Nephropathy Associated With Prolong Lithium Administration
Lithium carbonate is often used for treatment of bipolar disorder, but caries various side effects affecting kidney function such as polyuria, impaired renal concentrating ability, impaired urinary acidification, and chronic tubule-interstitial nephropathy. Additionally, while the renal nephropathy due to prolong lithium therapy with minimal change disease has been well reported in the literature, focal segmental glomeruloseclerosis (FSGS) after discontinuation of lithium therapy has not been commonly described. We report a case from a 54 year-old obese male patient with past medical history of diabetes mellitus and bipolar affective disorder with treatment of lithium for 10 years presented with recent worsening of proteinuria and serum creatinine. Renal biopsy revealed tubule-interstitial disease, glomerulosclerosis and FSGS after discontinuation of lithium therapy. The report outlines the importance of early detection of nephropathy associated with long-term lithium administration is important to prevent progression to end-stage renal disease, and need for more research work in this area.

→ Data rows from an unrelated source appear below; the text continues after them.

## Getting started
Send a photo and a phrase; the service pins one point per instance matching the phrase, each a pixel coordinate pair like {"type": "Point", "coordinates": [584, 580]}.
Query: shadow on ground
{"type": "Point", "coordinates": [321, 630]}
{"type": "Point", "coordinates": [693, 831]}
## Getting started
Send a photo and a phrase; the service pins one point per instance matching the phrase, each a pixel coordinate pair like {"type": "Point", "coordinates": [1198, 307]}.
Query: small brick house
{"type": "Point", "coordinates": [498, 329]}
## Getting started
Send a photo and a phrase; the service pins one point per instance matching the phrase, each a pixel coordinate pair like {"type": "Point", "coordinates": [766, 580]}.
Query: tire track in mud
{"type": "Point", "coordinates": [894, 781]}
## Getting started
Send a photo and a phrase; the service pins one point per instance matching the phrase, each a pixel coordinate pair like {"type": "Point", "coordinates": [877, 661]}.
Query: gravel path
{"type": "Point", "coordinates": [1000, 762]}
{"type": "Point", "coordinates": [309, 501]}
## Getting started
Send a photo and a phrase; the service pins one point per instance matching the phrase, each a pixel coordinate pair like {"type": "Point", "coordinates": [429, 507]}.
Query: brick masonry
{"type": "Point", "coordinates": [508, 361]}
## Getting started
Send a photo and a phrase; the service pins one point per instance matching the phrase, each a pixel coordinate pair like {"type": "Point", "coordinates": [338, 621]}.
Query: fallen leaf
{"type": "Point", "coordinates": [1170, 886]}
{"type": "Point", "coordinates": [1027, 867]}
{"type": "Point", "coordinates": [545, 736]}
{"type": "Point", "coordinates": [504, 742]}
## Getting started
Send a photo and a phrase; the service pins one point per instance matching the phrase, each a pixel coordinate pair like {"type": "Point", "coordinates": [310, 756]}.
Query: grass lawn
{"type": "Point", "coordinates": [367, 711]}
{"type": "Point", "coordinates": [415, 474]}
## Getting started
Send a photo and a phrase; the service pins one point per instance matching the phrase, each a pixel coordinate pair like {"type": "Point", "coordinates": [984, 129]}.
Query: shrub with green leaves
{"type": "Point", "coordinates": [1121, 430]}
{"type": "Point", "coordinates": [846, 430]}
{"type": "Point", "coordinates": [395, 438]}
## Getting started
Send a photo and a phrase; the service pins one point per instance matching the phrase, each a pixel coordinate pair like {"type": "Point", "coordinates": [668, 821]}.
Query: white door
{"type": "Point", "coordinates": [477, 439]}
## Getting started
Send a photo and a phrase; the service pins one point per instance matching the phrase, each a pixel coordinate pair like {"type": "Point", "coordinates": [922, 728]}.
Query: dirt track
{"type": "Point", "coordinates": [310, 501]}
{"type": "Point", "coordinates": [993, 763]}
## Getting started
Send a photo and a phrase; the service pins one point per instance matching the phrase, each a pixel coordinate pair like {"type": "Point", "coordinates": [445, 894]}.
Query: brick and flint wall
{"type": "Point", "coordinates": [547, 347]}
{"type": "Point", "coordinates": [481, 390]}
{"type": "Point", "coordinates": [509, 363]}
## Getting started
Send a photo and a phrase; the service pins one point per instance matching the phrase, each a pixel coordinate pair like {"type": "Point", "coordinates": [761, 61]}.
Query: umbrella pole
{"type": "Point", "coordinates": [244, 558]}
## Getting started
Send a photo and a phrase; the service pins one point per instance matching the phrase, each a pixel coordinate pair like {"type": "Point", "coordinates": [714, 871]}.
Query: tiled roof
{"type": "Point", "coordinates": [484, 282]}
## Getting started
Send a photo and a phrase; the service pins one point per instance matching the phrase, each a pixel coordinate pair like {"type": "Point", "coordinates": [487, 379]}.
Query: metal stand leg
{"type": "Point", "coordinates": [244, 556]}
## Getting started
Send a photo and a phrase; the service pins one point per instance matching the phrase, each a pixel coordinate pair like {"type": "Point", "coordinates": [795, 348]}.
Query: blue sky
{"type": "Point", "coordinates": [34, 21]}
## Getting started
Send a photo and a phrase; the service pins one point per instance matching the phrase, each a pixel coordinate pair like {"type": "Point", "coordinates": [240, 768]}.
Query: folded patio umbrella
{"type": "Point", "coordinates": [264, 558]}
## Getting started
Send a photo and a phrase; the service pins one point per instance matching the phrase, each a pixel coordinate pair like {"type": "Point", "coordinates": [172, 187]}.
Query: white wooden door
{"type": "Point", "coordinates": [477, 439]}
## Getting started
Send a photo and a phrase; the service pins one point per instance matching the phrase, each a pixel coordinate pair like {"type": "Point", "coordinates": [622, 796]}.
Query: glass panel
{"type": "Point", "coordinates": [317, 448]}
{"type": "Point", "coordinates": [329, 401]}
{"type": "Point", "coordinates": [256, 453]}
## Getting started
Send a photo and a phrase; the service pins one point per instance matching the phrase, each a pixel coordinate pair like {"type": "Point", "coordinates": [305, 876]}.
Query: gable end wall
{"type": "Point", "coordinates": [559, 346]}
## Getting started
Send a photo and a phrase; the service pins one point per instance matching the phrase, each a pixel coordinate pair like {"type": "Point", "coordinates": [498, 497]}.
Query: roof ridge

Keywords: Lithium; focal segmental glomeruloseclerosis; proteinuria; chronic kidney disease
Lithium carbonate is a carbonate salt of lithium and has anti-manic effects. It is commonly prescribed to treat bipolar disorder. Along with the benefits of decreasing symptoms of manic episode, it is frequently associated with toxicity mainly affecting kidney function. Acute and chronic toxicity on kidney function have been described after lithium administration. Because lithium therapy for bipolar disorder requires a long term administration, chronic kidney toxicity are more commonly reported. Lithium induced chronic kidney toxicity disturbs all compartments of kidney, more often affects tubulo-interstitium and glomerular compartment. Common nephropathy associated with chronic lithium administration is nephrogenic diabetes insipidus, presenting as polyuria and polydipsia, due to impaired renal concentrating ability and impaired urinary acidification [1-3]. Other chronic renal diseases associated with prolong lithium administration are chronic changes as tubular atrophy and interstitial fibrosis as well as glomerulopathy, both usually are diagnosed by kidney biopsy [4,5]. In general patients with Lithium-induced glomerulopathy present with proteinuria in various amounts, some reach nephrotic range, and are non-immune complex mediated glomerulopathy. Many reports regarding glomerulopathy associated with chronic lithium toxicity nephropathy are minimal change disease [6-9]. Only a few of focal segmental glomerulosclerosis (FSGS) have been reported in the literature [10-12]. In this report we describe a case of kidney biopsy in a patient presented with proteinuria after long-term administration of lithium carbonates for bipolar disorder and the FSGS was detected after discontinuation of lithium therapy [13]. All other features of lithium nephropathy including progression of tubular atrophy and interstitial fibrosis, and global glomerulosclerosis, as well as multiple cysts formation are revealed in this patient’s kidney biopsy.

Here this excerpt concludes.